Она расспрашивала его о детстве, о матери, о родном его городке. Как-то раз Том положил морду к нему на колени и, зевнув, обдал его нестерпимым запахом – не то селедки, не то просто тухлятины. «Вот так пахнет от моего детства», – тихо сказал Франц; она не расслышала или не поняла, переспросила, но он не повторил.

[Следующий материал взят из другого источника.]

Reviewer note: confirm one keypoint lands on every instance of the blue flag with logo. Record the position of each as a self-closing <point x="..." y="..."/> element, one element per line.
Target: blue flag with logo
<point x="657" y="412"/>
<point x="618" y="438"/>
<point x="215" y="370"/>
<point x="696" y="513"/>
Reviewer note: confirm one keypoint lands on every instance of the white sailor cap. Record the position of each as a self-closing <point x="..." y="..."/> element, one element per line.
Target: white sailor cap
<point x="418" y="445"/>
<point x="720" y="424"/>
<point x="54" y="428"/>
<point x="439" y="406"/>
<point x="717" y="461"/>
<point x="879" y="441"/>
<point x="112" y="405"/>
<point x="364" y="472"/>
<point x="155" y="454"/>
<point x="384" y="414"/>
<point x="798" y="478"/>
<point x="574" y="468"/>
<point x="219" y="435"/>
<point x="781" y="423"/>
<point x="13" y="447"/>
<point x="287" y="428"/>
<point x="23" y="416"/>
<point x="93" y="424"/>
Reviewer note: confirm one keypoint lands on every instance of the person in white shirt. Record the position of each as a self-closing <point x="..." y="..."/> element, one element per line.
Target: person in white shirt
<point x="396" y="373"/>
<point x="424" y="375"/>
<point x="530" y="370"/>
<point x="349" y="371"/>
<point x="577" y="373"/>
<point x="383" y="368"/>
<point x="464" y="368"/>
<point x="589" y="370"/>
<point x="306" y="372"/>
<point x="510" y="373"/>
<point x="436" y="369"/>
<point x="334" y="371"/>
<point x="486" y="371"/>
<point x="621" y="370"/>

Он рассказывал ей о школе, о пыли и скуке школьных будней и о том, как соседний мясник, почтеннейший господин в белом жилете, приходил к ним в гости и с отвратительным профессиональным видом ел баранину. «Почему „отвратительно“? – удивленно перебивала Марта. – Вы же сказали, что он вполне благовоспитанный». – «Бог знает что мелю», – упрекал себя Франц и с механическим увлечением в сотый раз описывал реку, теплые мостки, веселую купальню и канат, не служивший для него границей.

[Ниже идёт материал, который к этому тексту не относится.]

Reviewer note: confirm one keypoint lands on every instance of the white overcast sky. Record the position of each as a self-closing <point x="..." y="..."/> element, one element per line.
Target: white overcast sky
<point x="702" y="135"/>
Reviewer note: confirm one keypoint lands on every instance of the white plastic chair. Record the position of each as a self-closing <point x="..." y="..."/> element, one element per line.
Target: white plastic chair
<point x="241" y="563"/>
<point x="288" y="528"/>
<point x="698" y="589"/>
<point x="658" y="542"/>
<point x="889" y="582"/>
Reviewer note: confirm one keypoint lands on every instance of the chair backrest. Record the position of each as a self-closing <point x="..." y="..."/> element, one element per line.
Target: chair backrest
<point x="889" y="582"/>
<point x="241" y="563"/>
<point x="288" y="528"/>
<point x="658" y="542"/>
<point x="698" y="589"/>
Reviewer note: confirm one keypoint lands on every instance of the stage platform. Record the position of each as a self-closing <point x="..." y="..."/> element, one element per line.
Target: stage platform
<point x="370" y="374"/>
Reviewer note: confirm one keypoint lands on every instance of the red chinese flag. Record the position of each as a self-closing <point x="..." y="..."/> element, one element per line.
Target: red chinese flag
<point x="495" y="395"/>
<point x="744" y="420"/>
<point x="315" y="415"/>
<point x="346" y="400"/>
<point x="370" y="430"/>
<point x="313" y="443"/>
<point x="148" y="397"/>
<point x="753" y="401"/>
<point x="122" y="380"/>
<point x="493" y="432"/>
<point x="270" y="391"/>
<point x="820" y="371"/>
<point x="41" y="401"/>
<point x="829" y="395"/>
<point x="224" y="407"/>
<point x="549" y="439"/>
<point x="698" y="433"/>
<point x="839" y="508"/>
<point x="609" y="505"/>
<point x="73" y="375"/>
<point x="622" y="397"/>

Она включала радио, он благоговейно слушал урок испанского языка, речь о пользе спорта и сладостную гнусавую музыку. Она подробно рассказывала ему о последней кинематографической новинке, об удаче Драйера в дни инфляции и о том, как выводить фруктовые пятна. И в это время она думала: «Когда же он наконец раскачается?» – и вместе с тем ее забавляло и как-то даже трогало, что вот он такой неуверенный, бестолковый и что без ее помощи он, пожалуй, не раскачается вовсе. Но понемногу чувство досады начинало преобладать. Время уходило на пустяки, как уходят на пустяки деньги, когда из-за железнодорожной забастовки застреваешь в скучном городе. Смутная обида ей шептала, что вот, у ее сестры было уже три любовника, один за другим, а у молоденькой жены Вилли Грюна – два – и зараз. Меж тем ей шел тридцать пятый год. Пора, пора. Постепенно она получила мужа, прекрасную виллу, старинное серебро, автомобиль, – теперь очередной подарок – Франц. И все это было не совсем так просто – какой-то был приблудный ветерок, какая-то подозрительная нежность…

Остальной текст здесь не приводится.